The remaining parameters set defaults that need to be included in the file but will not normally need to be changed. These mostly relate to the BLAST wrapper script that splits long scaffold sequences into chunks before running BLAST searches to avoid subsequent taxonomic inference being based on a single region within the sequence. blast_chunk value determines a minimum length of the chunks that long scaffolds will be split into by the BLAST wrapper script. blast_max_chunks ensures that very long scaffolds will only be split into a limited number of chunks, for scaffolds longer than blast_chunk x blast-max_chunks, the chunk length will be increased so all subsequences are of equal size. The blast_overlap value sets a small overlap between chunks to allow for hits that span the break points. (The similarly named chunk parameter is unrelated and should no longer be required but this needs testing.)
similarity
similarity:
defaults:
evalue: 1e-25
max_target_seqs: 10
root: 1
mask_ids:
- 7215
databases:
-
local: /path/to/databases/ncbi_2019_08
name: nt
source: ncbi
tool: blast
type: nucl
-
local: /ceph/software/databases/uniprot_2019_07
max_target_seqs: 1
name: reference_proteomes
source: uniprot
tool: diamond
type: prot
taxrule: bestsumorder
The similarity section controls the databases and settings used for sequence similarity searches. The structure of this section reflects a slightly more flexible approach to database specification than is currently in use.
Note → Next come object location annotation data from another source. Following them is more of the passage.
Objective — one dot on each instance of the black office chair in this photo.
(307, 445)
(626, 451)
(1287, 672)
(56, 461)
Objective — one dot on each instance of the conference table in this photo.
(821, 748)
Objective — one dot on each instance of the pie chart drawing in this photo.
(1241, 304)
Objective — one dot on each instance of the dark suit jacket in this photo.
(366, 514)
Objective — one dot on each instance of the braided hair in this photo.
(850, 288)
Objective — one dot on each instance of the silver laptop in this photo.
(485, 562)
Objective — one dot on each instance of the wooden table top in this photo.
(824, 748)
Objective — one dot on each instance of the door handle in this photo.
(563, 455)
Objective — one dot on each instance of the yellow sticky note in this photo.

Similarity defaults are settings applied to all sequence similarity searches and in the example file includes the evalue and max_target_seqs values. The root value is the NCBI Taxonomy ID of the root of the clade that you wish to search against. For analyses of public datasets we always set this to 1 to include all taxa but it provides the option to limit a search to a single kingdom or phylum when analysing local assemblies. mask_ids is a list of Taxonomy IDs to for which all descendants will be excluded from the similarity searches. For the analysis of public assemblies we set this to the genus of the taxon being analysed (7215 is Drosophila) to avoid assigning taxonomy based on the data in the assembly that may already be in the database we are searching against. For analyses of local assemblies this should usually be set to be an empty list (i.e. mask_ids: []).
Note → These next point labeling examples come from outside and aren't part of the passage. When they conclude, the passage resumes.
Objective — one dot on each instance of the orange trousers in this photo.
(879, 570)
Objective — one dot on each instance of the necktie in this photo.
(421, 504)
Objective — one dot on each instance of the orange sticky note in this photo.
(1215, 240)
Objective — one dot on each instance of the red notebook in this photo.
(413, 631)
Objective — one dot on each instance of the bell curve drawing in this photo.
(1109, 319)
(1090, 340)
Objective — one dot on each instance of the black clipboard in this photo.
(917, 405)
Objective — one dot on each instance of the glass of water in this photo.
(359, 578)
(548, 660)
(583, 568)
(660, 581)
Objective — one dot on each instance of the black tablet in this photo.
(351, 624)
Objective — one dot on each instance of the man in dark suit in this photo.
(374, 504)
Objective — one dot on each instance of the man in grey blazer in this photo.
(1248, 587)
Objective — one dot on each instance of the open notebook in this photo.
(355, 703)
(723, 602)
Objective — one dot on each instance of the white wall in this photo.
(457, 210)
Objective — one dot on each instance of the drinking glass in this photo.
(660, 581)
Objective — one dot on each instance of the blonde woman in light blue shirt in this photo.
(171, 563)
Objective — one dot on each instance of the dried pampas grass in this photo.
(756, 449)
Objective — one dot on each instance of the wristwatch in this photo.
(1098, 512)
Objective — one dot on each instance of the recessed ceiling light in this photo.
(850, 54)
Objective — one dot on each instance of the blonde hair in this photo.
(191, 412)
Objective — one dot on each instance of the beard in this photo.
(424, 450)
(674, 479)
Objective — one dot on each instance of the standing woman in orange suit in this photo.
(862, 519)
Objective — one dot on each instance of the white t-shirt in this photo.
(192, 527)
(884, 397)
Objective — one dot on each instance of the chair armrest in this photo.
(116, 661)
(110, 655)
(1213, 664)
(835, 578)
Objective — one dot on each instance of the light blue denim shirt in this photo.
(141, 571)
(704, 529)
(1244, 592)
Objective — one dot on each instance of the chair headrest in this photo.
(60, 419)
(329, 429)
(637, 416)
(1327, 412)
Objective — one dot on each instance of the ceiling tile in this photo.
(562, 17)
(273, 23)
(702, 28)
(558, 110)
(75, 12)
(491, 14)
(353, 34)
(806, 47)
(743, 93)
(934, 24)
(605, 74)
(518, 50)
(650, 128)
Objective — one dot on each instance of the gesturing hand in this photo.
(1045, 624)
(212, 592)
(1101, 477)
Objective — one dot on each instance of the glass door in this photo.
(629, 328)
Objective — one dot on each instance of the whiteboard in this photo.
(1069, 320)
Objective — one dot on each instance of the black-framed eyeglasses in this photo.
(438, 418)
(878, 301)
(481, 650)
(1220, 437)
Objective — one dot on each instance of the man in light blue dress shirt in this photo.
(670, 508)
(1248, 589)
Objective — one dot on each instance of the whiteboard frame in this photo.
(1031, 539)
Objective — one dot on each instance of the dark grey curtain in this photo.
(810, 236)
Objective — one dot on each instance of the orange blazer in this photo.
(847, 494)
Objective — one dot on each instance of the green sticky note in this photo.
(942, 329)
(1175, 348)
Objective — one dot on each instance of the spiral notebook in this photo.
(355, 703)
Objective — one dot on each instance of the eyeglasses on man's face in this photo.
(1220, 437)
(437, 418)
The databases subsection is a list of database-specific parameters. local is the path to a local copy of the database (that will be fetched/generated if it does not already exist). name is the database name, for NCBI BLAST searches this must match nt and be a version 5 database to support the taxonomy-based filtering discussed above. source is either “ncbi” or “uniprot” and determines where the database files should be fetched from. tool is either “blast” for NCBI BLAST or “diamond” and type is “nucl” for nucleotide or “proc” for protein. The flexibility that this implies has not been tested recently so it is best to leave all but local unchanged.
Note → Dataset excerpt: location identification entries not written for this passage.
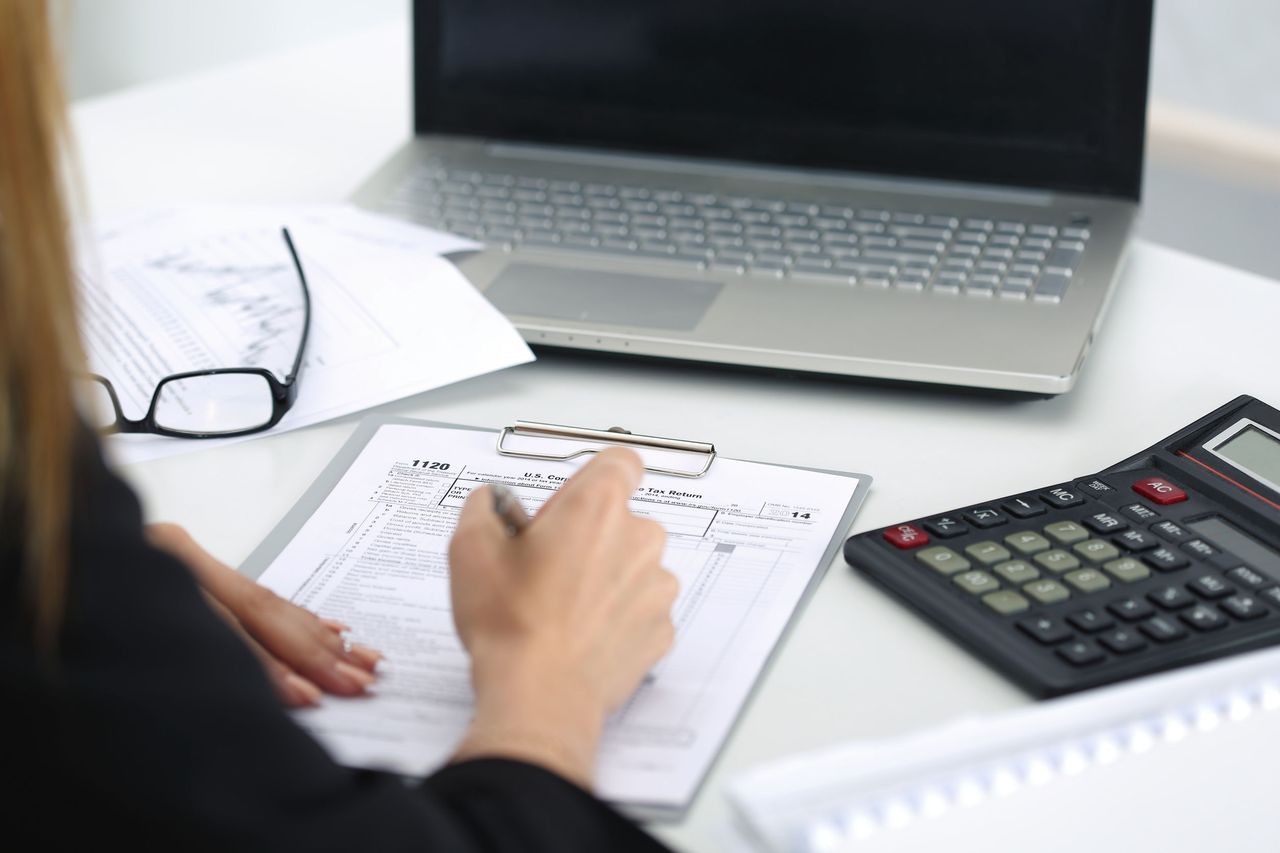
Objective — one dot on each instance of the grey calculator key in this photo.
(1096, 550)
(987, 552)
(1088, 580)
(1127, 570)
(976, 582)
(1047, 592)
(1057, 560)
(942, 559)
(1027, 542)
(1066, 532)
(1018, 571)
(1006, 602)
(1051, 287)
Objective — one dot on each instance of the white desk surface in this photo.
(1183, 336)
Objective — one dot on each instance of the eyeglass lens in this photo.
(220, 402)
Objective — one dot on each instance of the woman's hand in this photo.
(301, 652)
(563, 620)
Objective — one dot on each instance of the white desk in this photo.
(1183, 337)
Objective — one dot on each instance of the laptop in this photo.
(906, 190)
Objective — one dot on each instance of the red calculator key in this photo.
(906, 536)
(1160, 491)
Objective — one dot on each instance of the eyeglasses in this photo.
(209, 404)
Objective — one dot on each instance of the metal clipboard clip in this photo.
(615, 436)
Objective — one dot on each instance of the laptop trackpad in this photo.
(613, 299)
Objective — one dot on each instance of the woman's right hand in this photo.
(563, 620)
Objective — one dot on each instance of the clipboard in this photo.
(554, 442)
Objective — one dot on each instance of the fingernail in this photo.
(366, 656)
(307, 692)
(360, 676)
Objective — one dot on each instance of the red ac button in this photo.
(1159, 491)
(906, 536)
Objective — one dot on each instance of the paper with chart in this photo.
(199, 287)
(745, 541)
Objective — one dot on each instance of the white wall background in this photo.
(1215, 56)
(113, 44)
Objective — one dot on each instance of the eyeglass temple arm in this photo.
(306, 306)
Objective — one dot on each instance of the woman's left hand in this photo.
(302, 653)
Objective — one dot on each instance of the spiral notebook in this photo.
(1184, 761)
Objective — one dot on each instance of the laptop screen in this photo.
(1029, 92)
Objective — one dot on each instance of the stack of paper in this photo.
(192, 288)
(1179, 761)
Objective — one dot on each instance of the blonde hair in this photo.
(39, 341)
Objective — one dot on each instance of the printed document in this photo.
(746, 542)
(201, 287)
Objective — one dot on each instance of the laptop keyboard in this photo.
(743, 235)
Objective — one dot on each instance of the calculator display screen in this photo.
(1247, 548)
(1253, 451)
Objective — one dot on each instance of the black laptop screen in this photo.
(1032, 92)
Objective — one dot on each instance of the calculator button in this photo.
(1046, 629)
(1088, 580)
(1130, 609)
(1027, 542)
(906, 536)
(1091, 620)
(1016, 571)
(945, 527)
(1165, 560)
(1066, 532)
(1024, 507)
(986, 516)
(1203, 619)
(1141, 512)
(1170, 530)
(1056, 560)
(1160, 491)
(1210, 587)
(1162, 629)
(988, 553)
(1136, 541)
(1171, 598)
(1244, 607)
(1105, 523)
(1063, 496)
(1246, 576)
(1096, 550)
(1127, 570)
(1047, 592)
(1123, 641)
(1095, 487)
(944, 560)
(1005, 602)
(976, 582)
(1080, 653)
(1201, 548)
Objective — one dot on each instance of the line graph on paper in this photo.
(228, 299)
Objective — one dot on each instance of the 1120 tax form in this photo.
(368, 546)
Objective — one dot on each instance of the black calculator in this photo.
(1169, 557)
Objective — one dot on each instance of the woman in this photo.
(137, 703)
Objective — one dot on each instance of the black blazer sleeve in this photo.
(160, 726)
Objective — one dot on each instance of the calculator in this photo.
(1166, 559)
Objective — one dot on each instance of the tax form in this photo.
(368, 546)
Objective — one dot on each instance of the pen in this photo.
(508, 509)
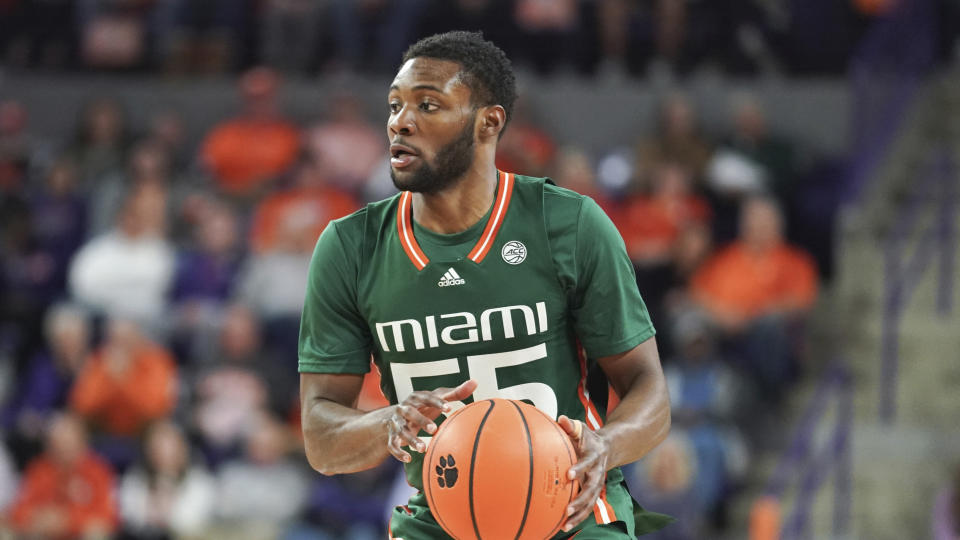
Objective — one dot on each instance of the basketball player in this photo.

The taxrule specifies which BlobTools2 taxrule should be used to assign taxonomic labels to the assembly scaffolds. In practice, this should always be set to “bestsumorder” as Diamond searches are only performed for scaffolds with no NCBI BLAST hits.
taxon
taxon: taxid: 7291 name: Drosophila albomicans
The taxon section should contain a NCBI taxid to allow full taxonomic information to be added to the dataset metadata. The taxon name should be the species, subspecies or strain name, as appropriate.
keep_intermediates
keep_intermediates: true
keep_intermediates is a flag that should be set to “true” if you wish to keep all intermediate files generated by the pipeline. When running the pipeline on public assemblies we set this flag to “false” so some large files are discarded once they have been used. For local assemblies, these files (e.g. read-alignment BAM files) are likely to be useful for further analyses.